Saturday, November 9, 2019

Climate News--More Negative Surprises

Two articles came out today that  paint a increasingly negative outlook. One by the NY Times about how scientists have grossly underestimated climate change and the other a CBS report on the Federal Reserve report on how the mortgage market could implode because of climate change.

How Scientists Got Climate Change So Wrong

Tells how scientists grossly underestimated climate change and what would have been considered fringe science is now the norm. Here are some quotes:
Had a scientist in the early 1990s suggested that within 25 years a single heat wave would measurably raise sea levels, at an estimated two one-hundredths of an inch, bake the Arctic and produce Sahara-like temperatures in Paris and Berlin, the prediction would have been dismissed as alarmist. But many worst-case scenarios from that time are now realities.
Were the ice sheets of Greenland and Antarctica to melt, sea levels would rise by an estimated 225 feet worldwide. Few expect that to happen anytime soon. But those ice sheets now look a lot more fragile than they did to the climate change panel in 1995, when it said that little change was expected over the next hundred years.In the years since, data has shown that both Greenland and Antarctica have been shedding ice far more rapidly than anticipated. Ice shelves, which are floating extensions of land ice, hold back glaciers from sliding into the sea and eventually melting. In the early 2000s, ice shelves began disintegrating in several parts of Antarctica, and scientists realized that process could greatly accelerate the demise of the vastly larger ice sheets themselves. And some major glaciers are dumping ice directly into the ocean.
Even if scientists end up having lowballed their latest assessments of the consequences of the greenhouse gases we continue to emit into the atmosphere, their predictions are dire enough. But the Trump administration has made its posture toward climate change abundantly clear: Bring it on!
It’s already here. And it is going to get worse. A lot worse.






Climate change could end mortgages as we know them

Reporting on the Federal Reserve recent report on climate change's effect on the mortgage   market CBS said:
Climate change could punch a hole through the financial system by making 30-year home mortgages — the lifeblood of the American housing market — effectively unobtainable in entire regions across parts of the U.S.  That's what the future could look like without policy to address climate change, according to the latest research from the Federal Reserve Bank of San Francisco. The bank is considering these and other risks on Friday in an unprecedented conference on the economics of climate change.
Once lenders and housing investors do start pricing in such risks, "There may be a threat to the availability of the 30-year mortgage in various vulnerable and highly exposed areas," Berman wrote in a recent San Francisco Fed report.

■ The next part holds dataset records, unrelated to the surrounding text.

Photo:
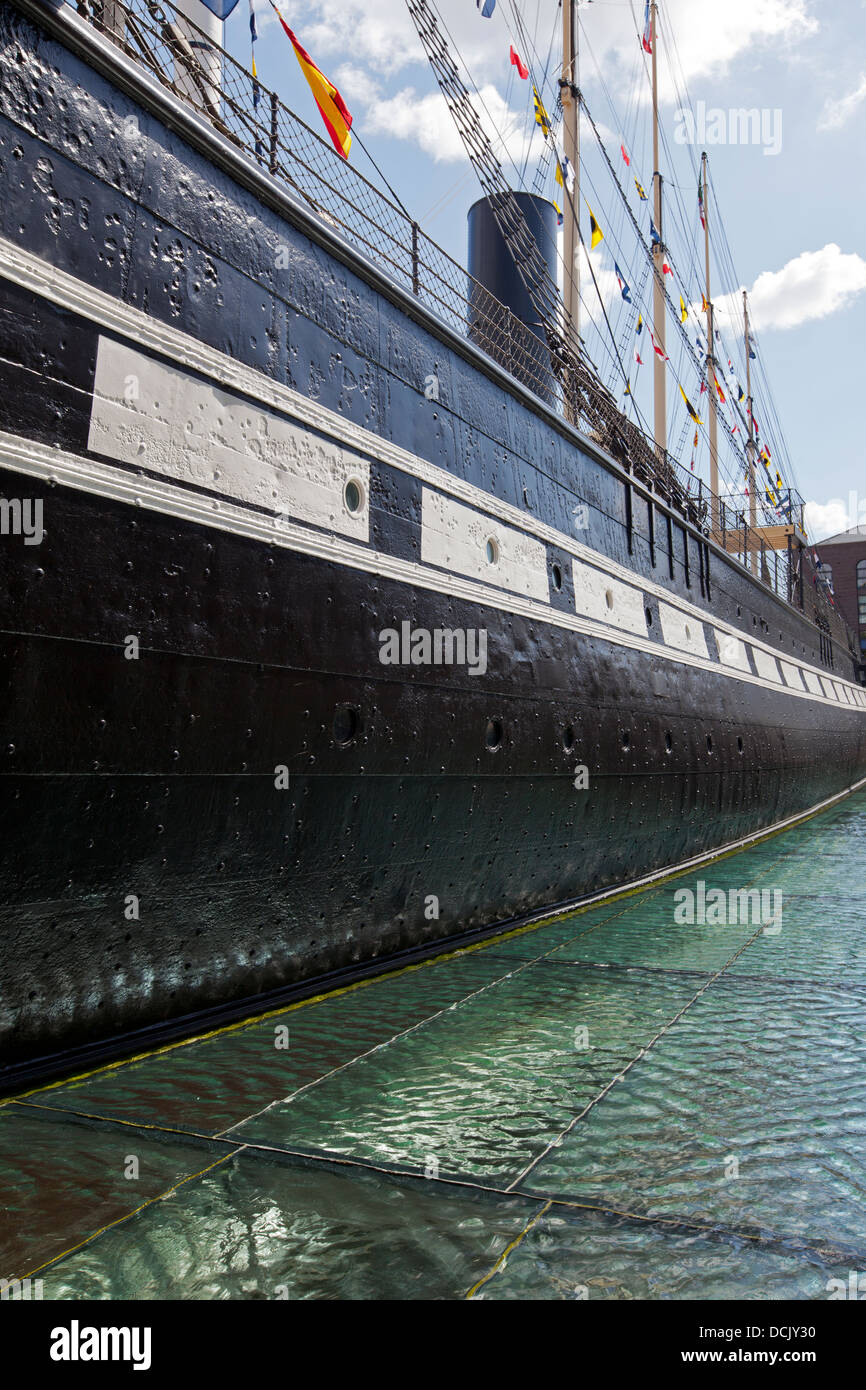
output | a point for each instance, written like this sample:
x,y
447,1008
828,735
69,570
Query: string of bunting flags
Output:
x,y
565,177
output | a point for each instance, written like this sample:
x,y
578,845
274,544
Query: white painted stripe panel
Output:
x,y
793,676
731,651
605,599
180,427
683,631
766,665
455,538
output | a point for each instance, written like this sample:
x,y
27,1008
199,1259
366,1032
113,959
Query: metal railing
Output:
x,y
163,41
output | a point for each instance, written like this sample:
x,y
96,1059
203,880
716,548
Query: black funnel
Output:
x,y
515,339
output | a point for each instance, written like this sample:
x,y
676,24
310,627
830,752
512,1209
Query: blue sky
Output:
x,y
795,220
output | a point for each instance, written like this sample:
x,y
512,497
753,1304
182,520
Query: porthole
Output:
x,y
353,495
345,724
494,734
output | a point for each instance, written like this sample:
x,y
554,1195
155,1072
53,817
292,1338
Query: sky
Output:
x,y
788,189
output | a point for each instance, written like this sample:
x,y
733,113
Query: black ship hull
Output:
x,y
214,786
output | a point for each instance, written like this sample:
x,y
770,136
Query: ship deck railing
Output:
x,y
253,118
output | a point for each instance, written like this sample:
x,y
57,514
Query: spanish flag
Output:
x,y
331,106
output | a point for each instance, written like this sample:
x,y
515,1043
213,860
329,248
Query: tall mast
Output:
x,y
570,102
711,364
749,446
658,255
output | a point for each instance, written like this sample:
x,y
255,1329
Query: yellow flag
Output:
x,y
541,116
690,407
597,234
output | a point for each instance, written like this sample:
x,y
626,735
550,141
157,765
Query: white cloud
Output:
x,y
709,36
827,519
837,113
809,287
424,120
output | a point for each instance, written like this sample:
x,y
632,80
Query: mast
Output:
x,y
658,255
711,364
570,102
749,446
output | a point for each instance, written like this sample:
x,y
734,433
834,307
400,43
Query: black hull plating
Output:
x,y
154,779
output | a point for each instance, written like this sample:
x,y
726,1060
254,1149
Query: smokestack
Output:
x,y
516,341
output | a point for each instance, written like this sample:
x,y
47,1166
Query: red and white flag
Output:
x,y
517,63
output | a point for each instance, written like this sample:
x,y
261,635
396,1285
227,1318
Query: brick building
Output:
x,y
844,556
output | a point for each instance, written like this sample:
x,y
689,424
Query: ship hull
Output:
x,y
217,783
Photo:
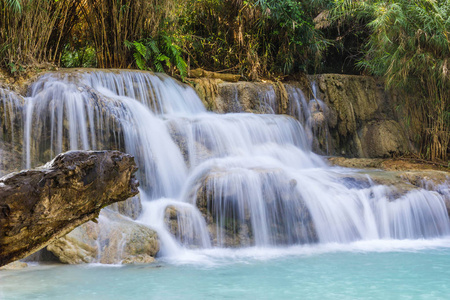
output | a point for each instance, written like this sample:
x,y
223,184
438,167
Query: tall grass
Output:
x,y
112,23
34,31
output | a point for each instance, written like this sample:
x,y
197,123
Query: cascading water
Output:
x,y
220,180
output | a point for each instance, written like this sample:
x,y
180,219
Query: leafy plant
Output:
x,y
409,46
161,54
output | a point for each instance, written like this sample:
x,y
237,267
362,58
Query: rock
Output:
x,y
185,223
139,259
131,207
403,175
363,117
383,139
15,265
113,239
40,205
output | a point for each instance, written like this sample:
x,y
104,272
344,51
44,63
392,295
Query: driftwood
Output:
x,y
40,205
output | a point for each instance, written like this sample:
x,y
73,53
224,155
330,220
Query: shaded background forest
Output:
x,y
404,41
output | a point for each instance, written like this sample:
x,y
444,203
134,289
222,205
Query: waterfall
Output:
x,y
220,180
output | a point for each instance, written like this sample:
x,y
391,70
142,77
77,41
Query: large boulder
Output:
x,y
40,205
383,139
113,239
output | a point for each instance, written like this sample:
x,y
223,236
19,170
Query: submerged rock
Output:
x,y
112,240
40,205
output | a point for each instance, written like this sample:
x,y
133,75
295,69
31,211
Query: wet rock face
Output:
x,y
362,119
40,205
233,219
113,239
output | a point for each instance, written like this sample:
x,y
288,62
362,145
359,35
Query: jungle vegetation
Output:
x,y
406,42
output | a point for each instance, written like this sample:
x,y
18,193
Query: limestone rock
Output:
x,y
383,139
139,259
113,239
40,205
15,265
131,207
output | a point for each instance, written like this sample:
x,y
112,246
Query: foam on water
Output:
x,y
240,180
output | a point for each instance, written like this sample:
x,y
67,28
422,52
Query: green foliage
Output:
x,y
255,38
409,46
160,54
82,57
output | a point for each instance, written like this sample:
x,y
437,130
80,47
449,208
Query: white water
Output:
x,y
253,175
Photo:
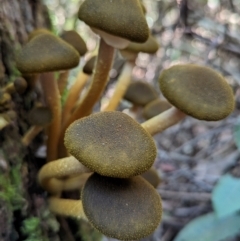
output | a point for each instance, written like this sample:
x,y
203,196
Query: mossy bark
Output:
x,y
23,209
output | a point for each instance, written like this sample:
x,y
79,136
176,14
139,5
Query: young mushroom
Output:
x,y
193,90
44,54
125,209
103,18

He predicts lenders could "blue-line" entire regions where flood risks are high — a reference to redlining, the practice of refusing mortgages to minorities. The result: Entire neighborhoods would empty out, leaving cities unable to shore up their crumbling roads and bridges just as severe weather events become more extreme and more frequent. Home values would fall, potentially depleting the budgets of counties and states. 
Lower real estate prices also drag down counties and cities. Because local budgets are reliant on property taxes, even a small drop in home prices can make it harder for a locality to provide basic services, like fixing roads and paying for public education."There is a real possibility that real estate values will be decreasing… just as the real estate tax base is being relied on for funding of new flood mitigation infrastructure," Berman wrote.
That's why many who study this issue are calling for governments to plan for what they call the inevitable retreat.Said Cleetus: "My biggest fear, honestly, is that the markets will get out ahead of our policies, and we see a situation where property values do start to decline, and small communities that rely on a lot of property tax revenue won't be able to deal with it."
in other words, the same way inner cities where hollowed out and made ghetto's because of redlining the same could be done to large swaths of America close to the coast, in hot zones and the like.

The conclusion is clears. The news for climate change will continue to get worse, that even the more dire forecasts. Secondly, impact of climate change will continue to morph and affects us in ways previously unimagined.